9. Hukuk Dairesi 2016/17146 E. , 2020/5907 K.
'İçtihat Metni'
MAHKEMESİ :İŞ MAHKEMESİ
Taraflar arasında görülen dava sonucunda verilen kararın, temyizen incelenmesi davalı vekili tarafından istenilmekle, temyiz taleplerinin süresinde olduğu anlaşıldı. Dava dosyası için Tetkik Hakimi tarafından düzenlenen rapor dinlendikten sonra dosya incelendi, gereği konuşulup düşünüldü:
YARGITAY KARARI
A) Davacı isteminin özeti:
Davacı vekili, davacının, 14/04/2014 - 27/11/2014 tarihleri arasında freze operatörü olarak davalı iş yerinde çalıştığını, iş sözleşmesinin işçi tarafından emeklilik nedeniyle feshedildiğini, bir kısım işçilik alacaklarının ödenmediğini ileri sürerek kıdem tazminatı, ücret, yıllık izin ücreti, fazla mesai ücreti, hafta tatili ücreti, ulusal bayram genel tatil ücreti alacaklarını istemiştir.
B)Davalı cevabının özeti:
Davalı vekili, davacı işçinin hem emeklilik hem de prime esas kazancının gerçek kazançtan düşük gösterilmesini gerekçe göstererek sözleşmesini feshettiğini, davacının asgari ücret ile çalıştığını ve dilekçesinde belirttiği alacaklarının bulunmadığın, zamanaşımı itirazında bulunduklarını, iddia ve taleplerin yersiz olduğunu savunarak davanın reddini istemiştir.

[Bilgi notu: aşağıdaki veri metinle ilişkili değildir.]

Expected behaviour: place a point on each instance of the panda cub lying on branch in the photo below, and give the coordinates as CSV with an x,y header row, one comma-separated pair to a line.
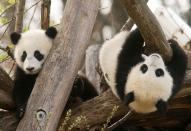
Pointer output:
x,y
31,50
145,83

C)Yerel Mahkeme kararının özeti:
Mahkemece, toplanan delillere ve bilirkişi raporuna göre, davalının zamanaşımı itirazının dikkate alındığı, davacının 19/04/2004-27/11/2014 tarihleri arasında davalı yanında hizmet sözleşmesiyle çalıştığı, maaş miktarı yönünden taraflar arasında ihtilaf bulunduğundan maaş araştırması yapıldığı, buna göre davacının bilinen son ücretinin brüt 2.797,55 TL olduğu, buna göre bilirkişi tarafından yapılan 2.alternatif hesaplamaya itibar edildiği, davacının sigorta primlerinin asgari ücret üzerinden gösterilmesi ve kabul edilen işçilik alacaklarını alamaması nedeniyle ile haklı nedenle iş sözleşmesini feshettiğinden kıdem tazminatı talebinin kabul edildiği, davacıya yapılan ödeme mahsup edilerek fark kıdem tazminatı alacağına hükmedildiği, yıllık izin alacağı yönünden SGK kayıtlarına göre davacının kabul edilen hizmet süresi ve dosya kapsamı ile örtüşen bilirkişi raporuna itibar edilmiş, davalı işveren davacıya kalan (19) gün yıllık izni kullandırdığına dair izin defteri veya buna benzer davalı tarafından imzası kabul edilen yazılı bir belge sunamadığından, davacının bilirkişi raporunda belirtilen oranda izin alacağına hak kazandığı, tanık beyanları dosya kapsamından davacının ayda (38) saat fazla mesai yaptığı anlaşıldığından , fazla çalışma alacağına hükmedildiği, davacının dini bayramlarda 1 gün çalıştığı diğer resmi bayram ve tatillerde çalıştığı anlaşıldığından genel tatil alacağına hükmedildiği, davacının ayda 2 hafta tatilinde çalıştığı anlaşıldığından hafta tatili alacağına hükmedildiği, Yargıtay'ın yerleşmiş içtihatlarında da belirtildiği üzerebir kimse sürekli olarak, fazla çalışma yapamaz,fazla çalışma yapıldığı kabul edilen bu dönemlerde dahi hastalık,mazeret,işlerin azlığı gibi sair nedenlerle davacının hesaplanan bu sürelerde dahi fazla çalışma yapmamış olacağı göz önüne alınarak bilirkişiler tarafından belirlenen bu alacaklara takdiren %30 oranında hakkaniyet indirimi yapıldığı, hakkaniyet indiriminin ne kadar olacağından davacı taraf bilemeyeceğinden, hakkaniyet indirimi nedeniyle reddedilen kısımdan davacı taraf yargılama giderleri yönünden sorumlu tutulmadığı, bilirkişi tarafından yapılan hesaplama sonucu davacının talep edebileceği bakiye ücret alacağının belirlendiği, bu miktara itibar edilerek bakiye ücret alacağına hükmedildiği gerekçesi ile davanın kabulüne karar verilmiştir.
D)Temyiz:
Karar süresi içinde davalı vekili tarafından temyiz edilmiştir.
E)Gerekçe:
1-Gerekçeli karar başlığında karar tarihinin 01/03/2016 yerine 02/03/2016 şeklinde yazılması mahallinde düzeltilebilir maddi hata kabul edilmiştir.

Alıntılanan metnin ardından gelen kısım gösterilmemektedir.